ServiceNow has patched a critical vulnerability in its AI Platform that allowed unauthenticated users to impersonate others and execute arbitrary actions. The flaw, identified as CVE-2025-12420, had a severe CVSS score of 9.3 out of 10.0, indicating a high risk of exploitation. The company addressed the issue with a security update on October 30, 2025, for most hosted instances and provided patches to partners and self-hosted customers.
The vulnerability, discovered by Aaron Costello, Chief of SaaS Security Research at AppOmni, was reported in October 2025. While ServiceNow has confirmed the fix, there is no current evidence of the vulnerability being exploited in the wild. However, users are strongly advised to apply the necessary security updates promptly to safeguard their systems against potential threats.
ServiceNow AI Platform Vulnerability Addressed
The critical security flaw, CVE-2025-12420, resided within the ServiceNow AI Platform. According to ServiceNow’s advisory, the vulnerability “could enable an unauthenticated user to impersonate another user and perform the operations that the impersonated user is entitled to perform.” This means an attacker could potentially gain unauthorized access to sensitive information and perform actions as if they were a legitimate user, with elevated privileges.
ServiceNow moved swiftly to rectify the situation once the vulnerability was identified. A comprehensive security update was deployed to the majority of its hosted instances, effectively mitigating the risk for a large number of users. Furthermore, the company collaborated with its partners and provided patches to customers who manage their own ServiceNow environments, ensuring a broad application of the fix.
Affected Software Versions and Fixes
The security update specifically addresses CVE-2025-12420 in two key components of the ServiceNow AI Platform: Now Assist AI Agents and the Virtual Agent API. Customers utilizing these services should ensure they are running the following patched versions or later:
- Now Assist AI Agents (sn_aia) – 5.1.18 or later, and 5.2.19 or later
- Virtual Agent API (sn_va_as_service) – 3.15.2 or later, and 4.0.4 or later
Applying these updates is crucial for preventing unauthorized access and potential data breaches.
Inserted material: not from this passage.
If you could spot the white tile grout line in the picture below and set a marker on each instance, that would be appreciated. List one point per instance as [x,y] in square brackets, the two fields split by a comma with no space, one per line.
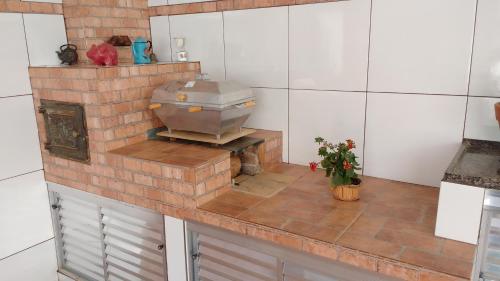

Users are encouraged to verify their current version and apply the relevant patch without delay.
Previous Security Concerns with ServiceNow’s AI Offerings
This recent disclosure follows another significant security revelation regarding ServiceNow’s AI capabilities. Just two months prior to the announcement of CVE-2025-12420, AppOmni had highlighted concerns about potential exploitation of default configurations within ServiceNow’s Now Assist generative AI platform. At that time, malicious actors were reportedly capable of leveraging the platform’s agentic features to execute second-order prompt injection attacks.
These attacks could have allowed unauthorized actions, including the exfiltration of sensitive corporate data, modification of existing records, and escalation of user privileges. The potential for such sophisticated attacks underscores the importance of robust SaaS security practices and diligent oversight of AI platform configurations.
The discovery and subsequent patching of CVE-2025-12420 demonstrate the ongoing efforts by both security researchers and ServiceNow to maintain the integrity of their platform. As AI technologies continue to evolve and integrate into core business processes, the focus on securing these advanced capabilities becomes paramount. Organizations must remain vigilant, regularly update their software, and implement stringent security protocols to protect against emerging threats.
Looking ahead, the successful patching of this critical vulnerability is a positive step. However, the SaaS security landscape is constantly changing, and users of ServiceNow and other AI platforms should anticipate continued diligence in identifying and addressing potential weaknesses. The industry will likely see increased scrutiny on AI functionalities and their associated security implications, with ongoing updates and best practice advisories expected from platform providers and security firms alike.